A night at the opera was held at Congregation Machane Chodosh in Forest Hills on Monday, August 15.
Around 50 people enjoyed David Babinet singing in Italian, French, Yiddish, Hebrew, and English. Babinet is a classically trained opera singer and a baal t’shuvah.
The concert was in honor of Rabbi Manfred Gans on his second yahrzeit. Rabbi Gans led the congregation from 1950 until retiring in 2010 (see sidebar article).
“Rabbi Gans embodied the traditions of Torah and prayer – with dignity and beauty.” “This was expressed in Rabbi Gans’ love of Jewish music, and art and culture in general,” said Rabbi Yossi Mendelson, successor to Rabbi Gans.
Members of Congregation Machane Chodosh learned Kitzur Shulchan Aruch for months before the concert in the merit of Rabbi Gans.
Rabbi Mendelson said a prayer recognizing the learning, lit a yahrzeit candle, and recited a Keil Malei Rachamim.
The evening’s artist, David Babinet, has performed at the Los Angeles Opera House, Chicago’s Opera Theater, and many other venues.
He has a bachelor’s degree in Music from the University of Colorado, a master’s degree in Music in Voice, and a Diploma in Opera, both from the Cincinnati College-Conservatory of Music.
Babinet was raised in a secular but very spiritual home in Greenwich, Connecticut. It was “almost new-agey” with parents who were former hippies.
During his first trip to Israel in 2004 to sing Verdi’s Falstaff Opera, he “was just blown away” by the Jewish people and the history there.
“After Israel, I was so thirsty and so hungry for Yiddishkeit,” he said at the concert.
Babinet learned for three years at Yeshiva Tifferet Menachem in Seagate, Brooklyn. He is married with two children, living in East Flatbush.
Introducing his first song, “The Catalogue Aria,” from Mozart’s “Don Giovanni,” Babinet said he identified with the servant, Leporello. “He awakened a little bit of me, wanting to do things a little better.”
Babinet’s grandmother was a performer in the Yiddish Theater in New York City. “She was like a movie star.”
Babinet sang “A Yiddishe Mama” and “Mammele” – “Yiddish songs that have great respect and admiration for Jewish mothers.”
He sang the long version of “Rumania, Rumania.”
He dedicated the song “La Vie Ein Rose” to his father, who sings this song at family gatherings. “This is a love song to my Dad who taught me so just great, wonderful morals and outlook in the world.”

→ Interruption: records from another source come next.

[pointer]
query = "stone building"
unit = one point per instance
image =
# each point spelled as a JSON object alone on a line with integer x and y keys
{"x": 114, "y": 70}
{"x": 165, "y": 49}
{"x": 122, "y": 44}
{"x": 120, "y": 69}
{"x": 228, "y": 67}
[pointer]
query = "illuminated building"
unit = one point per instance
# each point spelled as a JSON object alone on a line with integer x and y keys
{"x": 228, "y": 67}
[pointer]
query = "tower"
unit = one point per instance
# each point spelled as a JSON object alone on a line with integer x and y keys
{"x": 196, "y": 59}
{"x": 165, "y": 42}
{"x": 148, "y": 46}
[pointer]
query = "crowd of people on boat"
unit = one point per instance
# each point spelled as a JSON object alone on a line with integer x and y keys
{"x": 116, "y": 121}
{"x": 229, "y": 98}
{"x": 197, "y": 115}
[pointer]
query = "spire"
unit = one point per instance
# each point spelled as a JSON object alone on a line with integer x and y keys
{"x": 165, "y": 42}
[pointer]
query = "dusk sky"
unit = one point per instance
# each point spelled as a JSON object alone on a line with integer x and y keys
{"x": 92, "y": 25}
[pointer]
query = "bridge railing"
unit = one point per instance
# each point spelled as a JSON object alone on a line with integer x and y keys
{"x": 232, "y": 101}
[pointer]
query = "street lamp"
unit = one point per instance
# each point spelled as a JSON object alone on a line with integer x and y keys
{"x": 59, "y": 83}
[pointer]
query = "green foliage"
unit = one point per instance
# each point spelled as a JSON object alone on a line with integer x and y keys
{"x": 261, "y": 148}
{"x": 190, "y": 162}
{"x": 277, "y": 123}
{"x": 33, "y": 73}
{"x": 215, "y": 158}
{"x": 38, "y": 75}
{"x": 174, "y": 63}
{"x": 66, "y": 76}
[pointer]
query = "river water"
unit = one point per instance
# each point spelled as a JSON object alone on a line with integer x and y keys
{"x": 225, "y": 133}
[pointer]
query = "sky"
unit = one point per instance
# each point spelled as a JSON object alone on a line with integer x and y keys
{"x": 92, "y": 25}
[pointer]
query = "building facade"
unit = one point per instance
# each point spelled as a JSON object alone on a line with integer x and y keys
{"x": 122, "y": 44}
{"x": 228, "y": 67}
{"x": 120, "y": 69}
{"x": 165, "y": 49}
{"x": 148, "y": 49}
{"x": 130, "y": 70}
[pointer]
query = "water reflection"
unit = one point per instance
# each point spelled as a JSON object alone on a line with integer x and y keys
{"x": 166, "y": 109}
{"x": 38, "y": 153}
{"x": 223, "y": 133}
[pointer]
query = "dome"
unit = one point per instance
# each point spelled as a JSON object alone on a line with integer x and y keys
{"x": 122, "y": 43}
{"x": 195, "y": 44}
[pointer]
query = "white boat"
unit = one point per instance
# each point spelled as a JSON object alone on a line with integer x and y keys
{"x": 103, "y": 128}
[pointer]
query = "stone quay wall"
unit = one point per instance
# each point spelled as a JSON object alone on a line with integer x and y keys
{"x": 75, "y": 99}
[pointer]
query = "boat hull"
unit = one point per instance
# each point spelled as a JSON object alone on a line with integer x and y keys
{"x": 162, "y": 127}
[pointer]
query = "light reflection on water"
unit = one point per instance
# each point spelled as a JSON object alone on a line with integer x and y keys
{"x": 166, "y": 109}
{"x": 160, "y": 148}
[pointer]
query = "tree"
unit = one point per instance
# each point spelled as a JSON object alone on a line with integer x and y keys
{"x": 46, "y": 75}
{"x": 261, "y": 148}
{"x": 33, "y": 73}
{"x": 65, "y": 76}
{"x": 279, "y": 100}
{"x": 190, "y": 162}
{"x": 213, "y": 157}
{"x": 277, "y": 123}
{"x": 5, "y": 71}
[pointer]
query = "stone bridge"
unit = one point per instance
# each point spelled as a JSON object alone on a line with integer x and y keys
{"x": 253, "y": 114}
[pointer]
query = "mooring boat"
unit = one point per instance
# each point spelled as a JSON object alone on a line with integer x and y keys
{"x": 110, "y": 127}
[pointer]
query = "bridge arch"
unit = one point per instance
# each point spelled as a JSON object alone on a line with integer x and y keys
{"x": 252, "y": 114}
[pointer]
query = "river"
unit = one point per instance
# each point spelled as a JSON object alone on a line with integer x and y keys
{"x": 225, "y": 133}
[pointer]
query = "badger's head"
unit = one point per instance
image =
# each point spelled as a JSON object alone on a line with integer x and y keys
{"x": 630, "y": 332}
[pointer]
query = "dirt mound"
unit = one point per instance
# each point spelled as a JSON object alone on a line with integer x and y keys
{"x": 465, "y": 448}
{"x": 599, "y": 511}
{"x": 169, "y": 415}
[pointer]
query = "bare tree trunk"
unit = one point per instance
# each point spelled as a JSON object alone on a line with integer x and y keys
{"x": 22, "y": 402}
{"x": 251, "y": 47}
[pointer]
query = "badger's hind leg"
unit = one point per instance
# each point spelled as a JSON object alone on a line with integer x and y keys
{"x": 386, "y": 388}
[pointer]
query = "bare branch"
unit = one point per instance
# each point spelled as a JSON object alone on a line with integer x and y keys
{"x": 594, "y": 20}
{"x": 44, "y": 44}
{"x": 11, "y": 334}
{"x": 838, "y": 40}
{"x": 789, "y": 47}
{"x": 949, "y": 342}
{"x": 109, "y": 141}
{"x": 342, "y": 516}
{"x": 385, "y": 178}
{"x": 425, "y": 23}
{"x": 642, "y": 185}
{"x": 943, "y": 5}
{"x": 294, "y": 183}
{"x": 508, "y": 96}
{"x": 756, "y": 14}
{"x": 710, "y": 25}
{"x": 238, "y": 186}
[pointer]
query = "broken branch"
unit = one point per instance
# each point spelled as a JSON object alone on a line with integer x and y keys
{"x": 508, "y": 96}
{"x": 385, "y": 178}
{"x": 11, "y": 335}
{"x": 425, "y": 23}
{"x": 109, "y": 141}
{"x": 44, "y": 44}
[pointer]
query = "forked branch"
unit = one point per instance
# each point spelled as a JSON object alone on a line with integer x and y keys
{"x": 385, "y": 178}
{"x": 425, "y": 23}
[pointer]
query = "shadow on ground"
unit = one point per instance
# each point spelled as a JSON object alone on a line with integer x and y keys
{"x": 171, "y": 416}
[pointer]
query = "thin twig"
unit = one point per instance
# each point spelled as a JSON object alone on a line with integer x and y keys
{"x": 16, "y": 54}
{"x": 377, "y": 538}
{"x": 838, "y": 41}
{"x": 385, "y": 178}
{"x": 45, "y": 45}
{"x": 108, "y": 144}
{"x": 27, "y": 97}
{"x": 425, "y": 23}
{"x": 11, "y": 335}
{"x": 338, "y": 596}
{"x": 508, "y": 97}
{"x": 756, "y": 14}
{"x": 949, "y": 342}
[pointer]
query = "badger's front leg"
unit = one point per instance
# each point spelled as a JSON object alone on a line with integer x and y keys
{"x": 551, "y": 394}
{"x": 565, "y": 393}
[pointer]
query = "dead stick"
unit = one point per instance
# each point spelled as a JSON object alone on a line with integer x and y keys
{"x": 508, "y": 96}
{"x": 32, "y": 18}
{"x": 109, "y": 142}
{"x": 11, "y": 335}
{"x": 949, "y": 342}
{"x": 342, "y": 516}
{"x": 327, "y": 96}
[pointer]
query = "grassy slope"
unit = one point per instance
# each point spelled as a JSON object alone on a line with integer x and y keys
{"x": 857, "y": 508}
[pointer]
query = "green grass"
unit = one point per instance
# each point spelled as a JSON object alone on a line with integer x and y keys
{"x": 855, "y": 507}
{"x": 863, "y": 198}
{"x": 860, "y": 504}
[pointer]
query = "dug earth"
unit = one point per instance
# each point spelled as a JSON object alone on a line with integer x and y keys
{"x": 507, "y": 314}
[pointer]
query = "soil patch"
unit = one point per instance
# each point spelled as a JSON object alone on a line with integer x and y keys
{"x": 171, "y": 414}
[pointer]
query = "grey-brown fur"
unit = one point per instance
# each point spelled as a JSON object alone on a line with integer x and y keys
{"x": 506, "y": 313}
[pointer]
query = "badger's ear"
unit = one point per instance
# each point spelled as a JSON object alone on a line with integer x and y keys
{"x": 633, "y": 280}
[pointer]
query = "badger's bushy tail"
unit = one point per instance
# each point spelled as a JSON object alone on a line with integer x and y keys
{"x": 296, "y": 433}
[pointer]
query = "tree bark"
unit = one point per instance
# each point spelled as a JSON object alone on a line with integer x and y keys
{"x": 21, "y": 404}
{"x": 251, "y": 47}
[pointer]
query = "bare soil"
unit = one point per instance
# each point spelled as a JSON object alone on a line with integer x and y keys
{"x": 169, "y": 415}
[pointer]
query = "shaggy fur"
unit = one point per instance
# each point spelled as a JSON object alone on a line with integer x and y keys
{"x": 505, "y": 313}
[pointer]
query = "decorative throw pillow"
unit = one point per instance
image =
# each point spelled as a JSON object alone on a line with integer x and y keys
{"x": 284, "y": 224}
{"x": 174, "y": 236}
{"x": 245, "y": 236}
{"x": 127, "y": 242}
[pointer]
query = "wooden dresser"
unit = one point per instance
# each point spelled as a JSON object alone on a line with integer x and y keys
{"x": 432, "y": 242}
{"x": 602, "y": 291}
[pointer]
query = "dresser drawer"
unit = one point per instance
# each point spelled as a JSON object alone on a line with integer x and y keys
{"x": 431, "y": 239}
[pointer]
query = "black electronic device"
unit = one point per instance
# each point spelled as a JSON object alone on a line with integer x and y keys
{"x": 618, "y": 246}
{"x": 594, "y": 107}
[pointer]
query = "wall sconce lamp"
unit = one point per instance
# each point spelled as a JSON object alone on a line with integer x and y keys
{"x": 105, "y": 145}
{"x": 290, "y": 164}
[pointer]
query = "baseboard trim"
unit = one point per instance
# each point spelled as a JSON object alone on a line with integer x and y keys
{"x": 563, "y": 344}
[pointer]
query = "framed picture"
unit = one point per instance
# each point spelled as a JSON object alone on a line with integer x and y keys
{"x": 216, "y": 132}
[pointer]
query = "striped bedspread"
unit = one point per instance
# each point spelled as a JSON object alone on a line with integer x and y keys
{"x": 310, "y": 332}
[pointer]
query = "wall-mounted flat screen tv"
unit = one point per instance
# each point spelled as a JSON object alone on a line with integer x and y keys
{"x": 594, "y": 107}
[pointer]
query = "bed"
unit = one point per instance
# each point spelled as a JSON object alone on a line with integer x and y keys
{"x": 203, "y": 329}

The Fiddler on the Roof medley – “Tradition,” “Sunrise, Sunset,” and “If I Were a Rich Man” – had the audience clapping and singing along.
With David Babinet as baritone and Rabbi Yossi Mendelson as the tenor, they sang the encore, “Bo’i B’Shalom,” using harmonies from Andrea Bocelli’s “Con te Partirò.”
On the piano was Yisroel Edelson, who “worked very closely with Leonard Bernstein for many years,” said Babinet. Edelson’s early musical education was in former Communist Russia.
Long-time Forest Hills resident Herbert Levy said Rabbi Gans “was a real connoisseur” of classical and symphony music. “He would’ve enjoyed the concert.”
Maureen Eoyser, an aide to the Gans family for 22 years, said Rabbi Manfred and Rebbetzin Liselotte Gans enjoyed getting dressed up to go to the Metropolitan Opera and Lincoln Center for classical music.